Bassmeg a écrit : ↑jeu. 27 déc. 2018, 22:35
Bien Valentin. On a compris votre attachement à défendre l' idée que la Russi et le régime de Poutine sont une terre de liberté d' expression et de respect des droits de l' homme.
La liberté d'expression existe en Russie, dans le sens où les citoyens sont libres d'exprimer leurs opinions sur Internet, y compris politiques. La lettre de
Reporters sans frontières que vous citez ne le nie pas d'ailleurs : elle reconnaît l'existence de média indépendants en Russie, tout en affirmant de façon quelque peu arbitraire que ceux-ci sont censurés dès lors qu'ils atteignent un auditoire significatif.
Ceci n'est pas conforme à la réalité : la lettre de RSF passe sous silence les chiffres d’

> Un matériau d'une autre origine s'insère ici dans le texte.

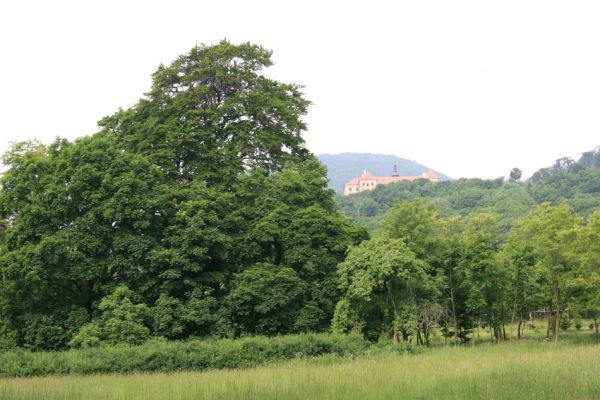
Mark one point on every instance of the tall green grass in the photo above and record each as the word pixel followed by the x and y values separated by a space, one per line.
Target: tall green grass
pixel 168 356
pixel 507 371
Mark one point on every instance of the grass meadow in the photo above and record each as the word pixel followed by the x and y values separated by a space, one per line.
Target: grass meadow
pixel 517 370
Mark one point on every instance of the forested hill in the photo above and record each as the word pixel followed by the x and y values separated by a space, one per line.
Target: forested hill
pixel 345 166
pixel 575 181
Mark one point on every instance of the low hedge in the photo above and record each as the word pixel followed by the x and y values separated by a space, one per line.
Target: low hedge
pixel 165 356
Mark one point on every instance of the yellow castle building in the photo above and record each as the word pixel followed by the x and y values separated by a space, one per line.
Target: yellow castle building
pixel 369 182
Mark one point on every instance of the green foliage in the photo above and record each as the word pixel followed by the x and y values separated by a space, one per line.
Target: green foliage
pixel 168 356
pixel 201 200
pixel 383 284
pixel 265 299
pixel 119 321
pixel 210 115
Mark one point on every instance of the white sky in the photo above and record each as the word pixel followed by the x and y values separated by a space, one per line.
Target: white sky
pixel 470 88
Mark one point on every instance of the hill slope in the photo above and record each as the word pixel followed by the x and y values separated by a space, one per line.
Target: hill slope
pixel 345 166
pixel 578 182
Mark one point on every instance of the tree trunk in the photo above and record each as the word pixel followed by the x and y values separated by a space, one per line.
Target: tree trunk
pixel 453 309
pixel 550 319
pixel 558 314
pixel 395 334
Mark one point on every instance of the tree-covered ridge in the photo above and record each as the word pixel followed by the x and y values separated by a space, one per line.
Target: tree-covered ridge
pixel 197 212
pixel 578 182
pixel 421 271
pixel 345 166
pixel 575 181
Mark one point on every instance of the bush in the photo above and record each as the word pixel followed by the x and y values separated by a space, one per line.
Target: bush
pixel 160 355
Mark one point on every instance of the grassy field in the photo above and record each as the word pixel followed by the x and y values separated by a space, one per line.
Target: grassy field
pixel 528 370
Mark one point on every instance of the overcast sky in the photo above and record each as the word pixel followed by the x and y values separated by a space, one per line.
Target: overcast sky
pixel 470 88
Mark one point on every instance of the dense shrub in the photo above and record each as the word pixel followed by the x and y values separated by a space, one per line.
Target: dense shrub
pixel 165 356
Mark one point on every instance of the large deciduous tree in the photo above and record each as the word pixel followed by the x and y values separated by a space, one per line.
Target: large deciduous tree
pixel 212 114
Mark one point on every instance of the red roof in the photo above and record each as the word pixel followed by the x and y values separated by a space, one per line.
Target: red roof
pixel 384 180
pixel 367 175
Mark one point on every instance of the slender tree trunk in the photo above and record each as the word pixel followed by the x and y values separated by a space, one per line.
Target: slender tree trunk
pixel 395 334
pixel 558 314
pixel 453 309
pixel 550 320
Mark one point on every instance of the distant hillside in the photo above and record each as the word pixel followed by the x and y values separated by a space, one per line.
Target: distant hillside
pixel 577 182
pixel 345 166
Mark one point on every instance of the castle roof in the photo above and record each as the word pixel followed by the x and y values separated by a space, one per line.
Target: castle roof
pixel 384 180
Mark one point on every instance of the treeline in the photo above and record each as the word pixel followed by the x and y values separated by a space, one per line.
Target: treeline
pixel 575 181
pixel 421 271
pixel 197 212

Écho de Moscou, pour ne citer que cet exemple, qui est une radio écoutée par plus de 2 millions d'auditeurs réguliers. La chaîne YouTube de l'opposant Navalny comptabilise près de 450 millions de vues. Des chiffres peu significatifs donc...

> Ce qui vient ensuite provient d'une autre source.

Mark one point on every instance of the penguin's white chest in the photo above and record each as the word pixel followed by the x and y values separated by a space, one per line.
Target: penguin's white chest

Concernant l'Internet, RSF mentionne 4 (!) sites bloqués par le gouvernement, sur les
milliers de sites et blogs indépendants que compte la Toile russophone. Il s'agit de
Grani.ru,
Kasparov.ru,
EJ.ru et
OpenRussia.
Or, RSF omet de préciser les raisons de ces fermetures. Mais en Russie, comme dans n'importe quel autre pays, il existe des lois auxquelles on est tenu de se conformer. En ce qui concerne la France, j'imagine que vous ne vous opposerez pas, sous prétexte de liberté d'expression, à la
fermeture prochaine du site
Démocratie participative ?
Eh bien oui, en Russie aussi, on ferme des sites lorsqu'ils ne respectent pas la loi.

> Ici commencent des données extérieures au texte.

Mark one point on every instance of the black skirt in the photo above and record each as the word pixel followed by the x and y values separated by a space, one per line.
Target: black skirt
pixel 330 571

OpenRussia par exemple, est considéré comme un organe de propagande étrangère (comprenez : atlantiste), au même titre que
Radio Free Europe.
OpenRussia appartient à
Michel Khodorkovski, un homme d'affaires qui, lorsqu'il dirigeait le groupe pétrolier Ioukos dans les années 2000 (alors l'un des plus importants de Russie) avait le projet de vendre la majorité des parts de ce groupe aux Américains Exxon Mobil et Chevron Texaco, ce qui aurait eu pour conséquence de donner les clefs du secteur stratégique des hydrocarbures à une puissance étrangère hostile. Heureusement, Poutine a empêché cet acte de trahison, et Khodorkovski a été emprisonné.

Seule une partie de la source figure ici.